Thousands of years later, Jesus reaffirmed what His Father said: “’Haven’t you read, [Jesus] replied, that at the beginning the Creator “made them male and female”’?” (Matt. 19: 4). In order to be culturally relevant, we have to change the criteria for sexual identity. Today, it’s not the physical but feelings that determine an individual’s sexuality. So the way a person feels becomes the ultimate truth, higher than man’s law and equal to “thus sayeth the Lord.”
If my feelings make me equal to God, then what He has assigned, I can reassign. But what if my feelings clash with yours? You feel one way, and I feel another. What can we do?
Just as in a court of law, we submit ourselves to a higher authority. As believers, we yield all personal feelings, preferences, ideologies and philosophies to the Word of God. The bottom line is that feelings are fickle, but God’s Word is final.
You should accommodate my sins. When you accommodate someone’s sin, it is no longer sin. It becomes an alternative lifestyle and is socially acceptable.
Since the beginning of time, the world has tried to reclassify sin so it doesn’t sound like sin or look like sin. But here’s the problem: sin still acts like sin. And If we accommodate someone’s personal sin, then we must accommodate the personal sins of others, too.

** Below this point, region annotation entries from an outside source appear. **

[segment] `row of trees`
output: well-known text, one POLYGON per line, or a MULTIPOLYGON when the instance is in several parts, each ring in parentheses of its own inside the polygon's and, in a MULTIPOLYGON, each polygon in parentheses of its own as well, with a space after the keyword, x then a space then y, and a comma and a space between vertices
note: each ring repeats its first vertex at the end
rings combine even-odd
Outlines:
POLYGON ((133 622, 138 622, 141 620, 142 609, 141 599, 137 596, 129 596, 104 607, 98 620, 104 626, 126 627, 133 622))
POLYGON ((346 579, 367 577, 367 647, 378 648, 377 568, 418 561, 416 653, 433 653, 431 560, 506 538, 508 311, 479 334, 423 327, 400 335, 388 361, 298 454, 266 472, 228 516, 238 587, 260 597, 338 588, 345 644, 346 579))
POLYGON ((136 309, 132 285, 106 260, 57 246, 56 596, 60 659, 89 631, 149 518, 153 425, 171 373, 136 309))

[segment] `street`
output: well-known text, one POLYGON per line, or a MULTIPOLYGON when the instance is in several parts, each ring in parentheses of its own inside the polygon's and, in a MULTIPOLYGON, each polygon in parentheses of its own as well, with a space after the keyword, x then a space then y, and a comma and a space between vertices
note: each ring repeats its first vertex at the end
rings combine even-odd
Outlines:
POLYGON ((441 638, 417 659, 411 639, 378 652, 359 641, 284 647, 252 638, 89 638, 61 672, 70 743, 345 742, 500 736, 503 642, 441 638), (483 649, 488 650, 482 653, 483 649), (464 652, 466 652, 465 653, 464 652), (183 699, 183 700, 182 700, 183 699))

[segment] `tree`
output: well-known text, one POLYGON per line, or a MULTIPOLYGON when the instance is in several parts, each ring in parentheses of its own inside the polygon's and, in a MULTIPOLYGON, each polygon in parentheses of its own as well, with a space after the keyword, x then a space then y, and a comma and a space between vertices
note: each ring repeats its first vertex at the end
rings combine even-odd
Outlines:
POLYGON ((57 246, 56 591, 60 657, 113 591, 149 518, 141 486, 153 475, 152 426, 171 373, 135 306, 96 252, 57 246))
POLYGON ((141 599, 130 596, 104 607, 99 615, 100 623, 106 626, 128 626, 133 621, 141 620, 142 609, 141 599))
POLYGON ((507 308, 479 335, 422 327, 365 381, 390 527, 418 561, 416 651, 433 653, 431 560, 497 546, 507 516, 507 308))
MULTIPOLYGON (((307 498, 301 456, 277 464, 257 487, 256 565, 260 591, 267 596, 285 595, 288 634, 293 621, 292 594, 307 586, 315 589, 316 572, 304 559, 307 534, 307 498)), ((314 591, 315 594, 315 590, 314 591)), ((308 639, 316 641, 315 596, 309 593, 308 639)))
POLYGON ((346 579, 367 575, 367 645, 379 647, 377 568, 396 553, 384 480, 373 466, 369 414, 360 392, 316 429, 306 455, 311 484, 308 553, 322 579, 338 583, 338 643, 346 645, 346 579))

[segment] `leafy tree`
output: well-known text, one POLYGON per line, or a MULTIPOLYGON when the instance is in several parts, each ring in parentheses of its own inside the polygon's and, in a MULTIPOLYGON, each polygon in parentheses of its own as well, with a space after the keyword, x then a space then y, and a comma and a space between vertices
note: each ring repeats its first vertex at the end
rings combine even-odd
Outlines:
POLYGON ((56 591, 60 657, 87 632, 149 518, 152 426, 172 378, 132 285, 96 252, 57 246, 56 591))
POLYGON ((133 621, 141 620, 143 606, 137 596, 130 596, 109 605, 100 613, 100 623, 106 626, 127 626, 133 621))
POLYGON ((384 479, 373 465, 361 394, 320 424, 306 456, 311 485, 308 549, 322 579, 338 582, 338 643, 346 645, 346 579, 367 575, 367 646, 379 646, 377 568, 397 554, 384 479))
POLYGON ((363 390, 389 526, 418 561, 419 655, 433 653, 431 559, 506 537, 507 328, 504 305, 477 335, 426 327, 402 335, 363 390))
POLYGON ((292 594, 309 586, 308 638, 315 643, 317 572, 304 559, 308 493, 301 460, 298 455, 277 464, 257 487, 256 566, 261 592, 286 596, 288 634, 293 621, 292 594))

But did you know our God is an accommodating God? His Word tells us, “For God so loved the world that he gave his one and only Son, that whoever believes in him shall not perish but have eternal life” (John 3:16). The word “whoever” includes all sinners, liars, thieves as well as those who are prideful, arrogant, evil-doers, sexual deviants … and me, because in my heart, I know that I am the chief of sinners. Yet I found the narrow road that has allowed me to bring my life in line with the way the Creator has created me.
Yes, I am all-inclusive in my invitation to salvation but not in my invitations to share a restroom. In fact, if these Restroom Wars continue, I may stay on the mission field a little longer. If you look, you might just find Titus the Honorable and me hanging out near a tree.